La situation sécuritaire dans la région de Tillabéri au cours du mois de décembre 2018, est restée très volatile et relativement calme dans les différents départements de la région de Tillabéri couverts par les opérations militaires. Cette accalmie se traduit par une augmentation (45%) du nombre d’incursions et d’attaques sur la population civile au cours du mois de décembre, précisément dans les communes d’Inatès et d’Abala comparé au mois de novembre 2018. La menace des groupes armés non étatiques est restée élevée dans le nord et l’ouest de la région de Tillabéri et en particulier dans les départements d’Ayorou, d’Abala et de Banibangou entrainant des mouvements de populations vers les départements d’Ayorou et Ouallam.

Au 31 décembre, on compte 35,866 PDI dans la région de Tillabéri. Les bandes frontalières avec le Mali et le Burkina Faso sont restées très actives suite aux opérations militaires en cours.

1- La bande frontalière avec le Mali

La zone frontalière avec le Mali a été marquée par les attaques qui se sont déroulées dans plusieurs campements des localités de Tinabaw, de Tabangout et de Tissalatene dans la région de Ménaka au mali toute la nuit du mardi 11 au mercredi 12 décembre 2018. Les exactions ont eu lieu dans la région frontalière avec le Niger, théâtre de nombreux conflits intercommunautaires et zone de repli des groupes armés non étatiques.
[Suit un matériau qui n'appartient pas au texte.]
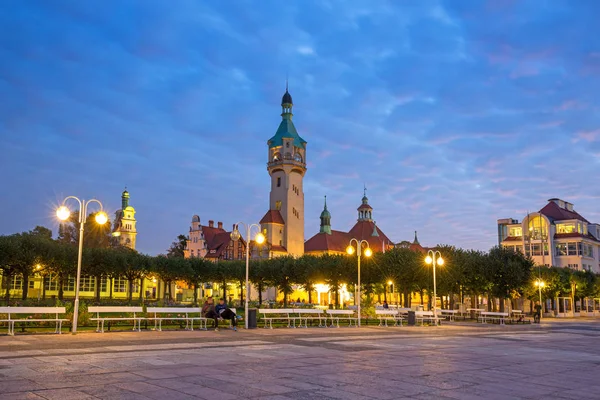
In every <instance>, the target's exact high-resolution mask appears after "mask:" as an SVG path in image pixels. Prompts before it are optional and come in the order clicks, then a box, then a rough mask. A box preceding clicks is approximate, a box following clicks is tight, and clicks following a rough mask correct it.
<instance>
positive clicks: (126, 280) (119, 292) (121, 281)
mask: <svg viewBox="0 0 600 400" xmlns="http://www.w3.org/2000/svg"><path fill="white" fill-rule="evenodd" d="M113 287H114V289H113V291H114V292H115V293H125V292H127V279H125V278H115V279H114V283H113Z"/></svg>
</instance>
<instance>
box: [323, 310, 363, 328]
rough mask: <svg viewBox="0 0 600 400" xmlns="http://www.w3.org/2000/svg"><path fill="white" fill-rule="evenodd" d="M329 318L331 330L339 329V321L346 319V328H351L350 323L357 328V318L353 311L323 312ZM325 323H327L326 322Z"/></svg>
mask: <svg viewBox="0 0 600 400" xmlns="http://www.w3.org/2000/svg"><path fill="white" fill-rule="evenodd" d="M325 312H326V313H327V315H328V316H329V318H331V326H330V327H331V328H333V327H335V326H336V324H337V327H338V328H339V327H340V319H347V320H348V326H352V322H354V326H358V317H356V314H355V313H354V310H325ZM326 323H327V322H326Z"/></svg>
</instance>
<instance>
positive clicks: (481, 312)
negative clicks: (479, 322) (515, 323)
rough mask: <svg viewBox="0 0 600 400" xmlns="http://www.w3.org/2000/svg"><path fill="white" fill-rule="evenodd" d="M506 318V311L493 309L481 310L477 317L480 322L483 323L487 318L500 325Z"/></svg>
mask: <svg viewBox="0 0 600 400" xmlns="http://www.w3.org/2000/svg"><path fill="white" fill-rule="evenodd" d="M506 318H508V313H501V312H495V311H482V312H481V313H480V315H479V319H480V320H481V323H482V324H485V323H486V322H487V321H488V320H491V321H492V322H493V321H498V323H500V325H504V320H505V319H506Z"/></svg>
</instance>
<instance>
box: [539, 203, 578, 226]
mask: <svg viewBox="0 0 600 400" xmlns="http://www.w3.org/2000/svg"><path fill="white" fill-rule="evenodd" d="M540 213H541V214H544V215H545V216H546V217H548V218H550V219H552V220H555V221H562V220H566V219H578V220H580V221H583V222H587V223H589V221H588V220H587V219H585V218H583V217H582V216H581V215H579V213H578V212H576V211H569V210H567V209H564V208H560V207H559V206H558V204H556V203H555V202H553V201H550V202H548V204H546V206H545V207H544V208H542V209H541V210H540Z"/></svg>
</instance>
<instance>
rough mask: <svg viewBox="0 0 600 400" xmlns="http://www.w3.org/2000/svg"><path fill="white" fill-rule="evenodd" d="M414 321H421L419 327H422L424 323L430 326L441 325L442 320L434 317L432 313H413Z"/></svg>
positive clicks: (426, 311)
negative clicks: (428, 323) (414, 313)
mask: <svg viewBox="0 0 600 400" xmlns="http://www.w3.org/2000/svg"><path fill="white" fill-rule="evenodd" d="M415 319H416V322H419V321H421V326H423V324H424V323H425V321H427V322H429V323H430V324H431V323H433V324H434V325H441V324H442V318H439V317H436V316H435V315H434V314H433V311H415Z"/></svg>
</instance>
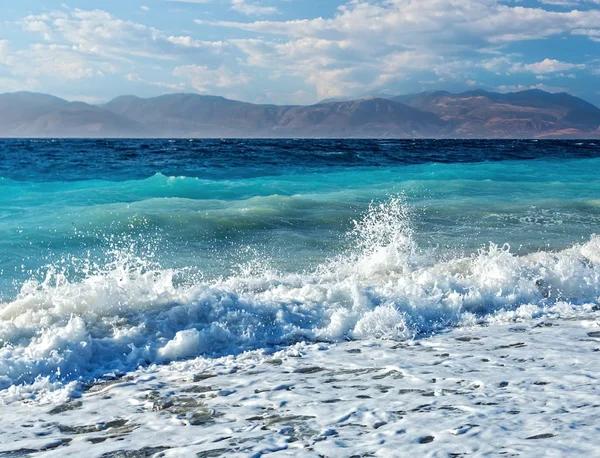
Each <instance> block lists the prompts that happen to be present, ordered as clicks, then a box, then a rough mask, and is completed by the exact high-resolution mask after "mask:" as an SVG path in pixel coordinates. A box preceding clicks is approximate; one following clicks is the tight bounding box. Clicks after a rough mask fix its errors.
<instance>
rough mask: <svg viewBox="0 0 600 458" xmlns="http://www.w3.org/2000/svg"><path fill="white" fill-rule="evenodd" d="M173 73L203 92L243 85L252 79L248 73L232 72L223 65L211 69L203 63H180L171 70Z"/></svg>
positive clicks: (248, 81)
Selon les sources officielles, une quarantaine de personnes ont été exécutées dans les localités de Tinabaw, Tabangout et Tissalatene et d’autres exactions ont été perpétrées contre des populations civiles dans la même région.

Selon le maire de la région de Ménaka «Des hommes armés circulant en moto ont attaqué plusieurs campements nomades à Tinabao situé à 20 km de Ménaka et ont tiré de manière indiscriminée sur la population».

Ils auraient allumé des feux de brousse avant de partir vers la frontière nigérienne. Leurs identités restent inconnue car plusieurs groupes armés non étatiques sont actifs dans cette région, où les tensions intercommunautaires sont fortes. Selon la même source, les victimes des exactions sont majoritairement des Daoussahks. Les affrontements, principalement entre Peuls et Touaregs, ont fait des centaines de morts depuis le début de l’année 2018. Suite à l’incident du mardi 11 au mercredi 12 décembre 2018, des répercussions ont été signalées dans les localités des régions de Tillabéri et Tahoua.

2- Bande frontalière avec le Burkina-Faso

Dans la même période, les groupes armés non étatiques ont été trés actifs le long de la frontière du Burkina Faso et du Niger. Dans la localité de Bolsi, les points focaux ont signalé des prêches d’un radicalisme islamique par les éléments des groupes armés non étatiques lors de leur passage, incitant la communauté à se rallier à leurs causes et d’être hostile à tout ce qui vient de l’Occident y compris l’éducation scolaire.

Dans la même lancée, ce prêche s’est poursuivi dans la localité de Bossé Bangou au Nord-Ouest de Torodi. Les opérations militaires des forces conjointes du G5 sahel et de l’opération Sarki2 sont en cours dans cette bande avec un nouveau déploiement des militaires à Makalondi, proche de la frontière avec le Burkina-Faso.